PASSEPORTS AFRICAINS SOUS LA LOUPE

PASSEPORTS AFRICAINS SOUS LA LOUPE

By David Lewis and Philippe Engels

MORONI, Iles Comores/BRUXELLES, 10 janvier 2018 - Ambassadeur itinérant pour les îles des Comores, accompagnateur à deux reprises de la délégation du pays à l’assemblée générale des Nations Unies, détenteur de trois passeports diplomatiques des Comores... Albert Karaziwan est un homme important pour ce petit archipel, situé au large de la côte est de l’Afrique. Même s’il n’y habite pas.

Ce n’est pas un homme politique, ni un diplomate professionnel, pas même un natif des Comores. Albert Karaziwan est un homme d’affaires né en Syrie, citoyen belge, et dont l’entreprise, Semlex Group, a produit des passeports et d’autres documents d’identité pour les Comores et une douzaine d’autres pays africains.

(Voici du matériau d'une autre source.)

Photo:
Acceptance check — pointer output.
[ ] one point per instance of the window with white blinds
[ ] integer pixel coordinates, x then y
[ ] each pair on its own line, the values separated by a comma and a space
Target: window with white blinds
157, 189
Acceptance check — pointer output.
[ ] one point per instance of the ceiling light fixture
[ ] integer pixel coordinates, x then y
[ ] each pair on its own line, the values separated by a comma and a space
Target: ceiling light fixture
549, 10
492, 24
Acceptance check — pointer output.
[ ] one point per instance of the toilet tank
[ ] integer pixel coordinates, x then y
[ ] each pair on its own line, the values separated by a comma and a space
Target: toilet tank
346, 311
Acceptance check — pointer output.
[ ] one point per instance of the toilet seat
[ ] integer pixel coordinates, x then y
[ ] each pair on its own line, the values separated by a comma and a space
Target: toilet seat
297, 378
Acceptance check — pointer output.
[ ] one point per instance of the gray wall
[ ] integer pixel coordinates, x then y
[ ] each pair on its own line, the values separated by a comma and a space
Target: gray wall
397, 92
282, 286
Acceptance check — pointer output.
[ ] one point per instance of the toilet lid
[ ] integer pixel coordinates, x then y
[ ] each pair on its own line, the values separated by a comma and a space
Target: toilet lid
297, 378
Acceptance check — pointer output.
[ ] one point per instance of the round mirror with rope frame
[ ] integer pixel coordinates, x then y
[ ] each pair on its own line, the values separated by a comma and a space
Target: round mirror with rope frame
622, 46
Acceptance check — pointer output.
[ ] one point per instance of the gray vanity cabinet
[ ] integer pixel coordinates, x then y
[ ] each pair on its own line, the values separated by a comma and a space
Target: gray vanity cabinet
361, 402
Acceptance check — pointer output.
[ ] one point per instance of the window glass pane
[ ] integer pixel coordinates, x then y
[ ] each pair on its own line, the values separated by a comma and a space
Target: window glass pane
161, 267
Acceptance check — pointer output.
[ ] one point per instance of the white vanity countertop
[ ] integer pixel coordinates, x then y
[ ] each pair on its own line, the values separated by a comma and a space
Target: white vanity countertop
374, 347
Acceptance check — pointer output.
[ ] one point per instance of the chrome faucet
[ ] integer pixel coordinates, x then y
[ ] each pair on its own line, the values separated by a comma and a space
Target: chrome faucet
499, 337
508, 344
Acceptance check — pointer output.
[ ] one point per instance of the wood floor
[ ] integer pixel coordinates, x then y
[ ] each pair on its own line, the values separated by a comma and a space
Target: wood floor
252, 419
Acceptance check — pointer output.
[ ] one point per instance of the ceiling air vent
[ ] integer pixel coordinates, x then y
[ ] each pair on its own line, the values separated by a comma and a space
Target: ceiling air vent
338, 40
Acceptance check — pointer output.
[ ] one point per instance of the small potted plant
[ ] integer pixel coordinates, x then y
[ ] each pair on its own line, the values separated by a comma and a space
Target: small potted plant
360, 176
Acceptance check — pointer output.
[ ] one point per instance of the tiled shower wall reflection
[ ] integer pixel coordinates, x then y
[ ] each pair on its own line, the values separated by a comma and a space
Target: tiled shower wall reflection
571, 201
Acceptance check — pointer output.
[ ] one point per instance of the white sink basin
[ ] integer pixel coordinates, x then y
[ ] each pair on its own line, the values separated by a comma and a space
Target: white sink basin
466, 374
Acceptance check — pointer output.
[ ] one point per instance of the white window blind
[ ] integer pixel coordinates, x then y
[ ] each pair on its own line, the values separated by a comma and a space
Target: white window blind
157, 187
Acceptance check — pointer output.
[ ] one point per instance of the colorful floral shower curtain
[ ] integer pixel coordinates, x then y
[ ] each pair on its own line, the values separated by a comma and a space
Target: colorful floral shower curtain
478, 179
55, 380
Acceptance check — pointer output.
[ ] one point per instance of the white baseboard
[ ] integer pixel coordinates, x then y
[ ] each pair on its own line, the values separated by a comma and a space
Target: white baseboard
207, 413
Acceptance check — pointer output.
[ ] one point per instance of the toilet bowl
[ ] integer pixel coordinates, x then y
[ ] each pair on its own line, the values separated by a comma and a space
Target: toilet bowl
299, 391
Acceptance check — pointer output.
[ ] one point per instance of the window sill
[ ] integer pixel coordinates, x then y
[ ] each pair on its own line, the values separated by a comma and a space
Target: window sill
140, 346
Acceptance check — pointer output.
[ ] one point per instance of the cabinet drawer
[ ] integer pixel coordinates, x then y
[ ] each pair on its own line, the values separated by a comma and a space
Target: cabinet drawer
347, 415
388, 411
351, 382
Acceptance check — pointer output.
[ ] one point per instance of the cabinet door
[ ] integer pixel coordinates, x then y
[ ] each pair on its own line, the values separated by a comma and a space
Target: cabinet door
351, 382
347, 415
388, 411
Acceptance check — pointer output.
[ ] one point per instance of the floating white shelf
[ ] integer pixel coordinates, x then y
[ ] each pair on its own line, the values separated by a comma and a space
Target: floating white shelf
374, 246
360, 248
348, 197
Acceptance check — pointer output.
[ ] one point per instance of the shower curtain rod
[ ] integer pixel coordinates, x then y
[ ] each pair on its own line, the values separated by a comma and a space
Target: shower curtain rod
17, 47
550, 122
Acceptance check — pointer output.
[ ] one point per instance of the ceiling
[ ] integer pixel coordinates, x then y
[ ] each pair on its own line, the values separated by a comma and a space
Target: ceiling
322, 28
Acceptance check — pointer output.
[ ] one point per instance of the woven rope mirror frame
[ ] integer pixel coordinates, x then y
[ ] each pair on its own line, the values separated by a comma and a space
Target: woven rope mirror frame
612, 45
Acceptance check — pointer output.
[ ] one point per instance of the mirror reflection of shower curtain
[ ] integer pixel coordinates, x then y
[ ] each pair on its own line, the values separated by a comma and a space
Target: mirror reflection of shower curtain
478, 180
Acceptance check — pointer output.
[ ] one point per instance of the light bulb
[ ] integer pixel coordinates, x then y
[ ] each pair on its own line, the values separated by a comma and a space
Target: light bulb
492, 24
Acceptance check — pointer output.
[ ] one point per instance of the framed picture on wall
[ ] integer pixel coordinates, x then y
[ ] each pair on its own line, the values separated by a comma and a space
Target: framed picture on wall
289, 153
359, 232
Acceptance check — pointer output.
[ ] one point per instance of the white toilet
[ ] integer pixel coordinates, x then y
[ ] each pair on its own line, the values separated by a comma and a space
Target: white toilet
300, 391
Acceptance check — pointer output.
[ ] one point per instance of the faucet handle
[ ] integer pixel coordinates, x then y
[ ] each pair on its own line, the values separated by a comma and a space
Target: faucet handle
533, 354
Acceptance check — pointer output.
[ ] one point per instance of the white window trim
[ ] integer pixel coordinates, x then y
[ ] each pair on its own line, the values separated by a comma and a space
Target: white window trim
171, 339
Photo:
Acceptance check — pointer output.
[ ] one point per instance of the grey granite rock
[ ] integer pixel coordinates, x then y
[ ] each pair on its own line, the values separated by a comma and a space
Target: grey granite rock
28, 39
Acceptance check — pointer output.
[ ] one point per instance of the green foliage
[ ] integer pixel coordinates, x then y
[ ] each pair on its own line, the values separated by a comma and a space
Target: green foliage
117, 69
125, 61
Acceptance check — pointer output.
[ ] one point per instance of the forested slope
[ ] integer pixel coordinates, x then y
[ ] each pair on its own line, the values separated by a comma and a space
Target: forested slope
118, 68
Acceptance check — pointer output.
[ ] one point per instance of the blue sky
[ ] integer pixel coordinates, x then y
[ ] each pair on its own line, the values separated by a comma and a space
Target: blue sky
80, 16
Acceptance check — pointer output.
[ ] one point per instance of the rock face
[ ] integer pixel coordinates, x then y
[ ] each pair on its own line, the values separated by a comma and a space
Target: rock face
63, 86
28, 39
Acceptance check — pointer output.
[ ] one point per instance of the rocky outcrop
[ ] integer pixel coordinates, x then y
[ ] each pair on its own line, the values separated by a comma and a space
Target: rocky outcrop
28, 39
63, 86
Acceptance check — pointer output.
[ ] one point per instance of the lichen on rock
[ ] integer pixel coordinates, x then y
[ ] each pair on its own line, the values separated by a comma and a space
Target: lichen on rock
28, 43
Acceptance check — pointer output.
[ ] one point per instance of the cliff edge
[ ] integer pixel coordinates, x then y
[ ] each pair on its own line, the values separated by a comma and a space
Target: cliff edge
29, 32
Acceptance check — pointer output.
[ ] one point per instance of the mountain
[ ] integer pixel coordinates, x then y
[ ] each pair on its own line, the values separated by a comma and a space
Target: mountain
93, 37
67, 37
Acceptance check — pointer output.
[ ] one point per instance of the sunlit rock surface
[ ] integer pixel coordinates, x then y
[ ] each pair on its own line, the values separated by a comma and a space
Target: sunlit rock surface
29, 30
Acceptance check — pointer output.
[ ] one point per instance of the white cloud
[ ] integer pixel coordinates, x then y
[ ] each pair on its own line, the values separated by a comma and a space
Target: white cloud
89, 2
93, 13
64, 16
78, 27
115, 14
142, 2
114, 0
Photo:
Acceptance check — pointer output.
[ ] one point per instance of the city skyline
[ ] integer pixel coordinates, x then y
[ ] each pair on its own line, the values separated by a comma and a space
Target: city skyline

Reuters a pu prendre connaissance de certains courriels, documents officiels et contrats signés par Semlex. Ils révèlent qu’Albert Karaziwan a utilisé ses relations politiques pour faire des affaires aux Comores et dans d’autres pays africains, parfois sans passer par des procédures d’appel d’offre et quelques fois en effectuant des paiements à des intermédiaires.

Des décrets présidentiels ont également mise en lumière l’achat par des citoyens étrangers de passeports comoriens, fournis par Semlex. Reuters a pu déterminer qu’au moins deux acheteurs de passeports comoriens sont accusés par les autorités américaines d’avoir enfreint les sanctions contre l’Iran.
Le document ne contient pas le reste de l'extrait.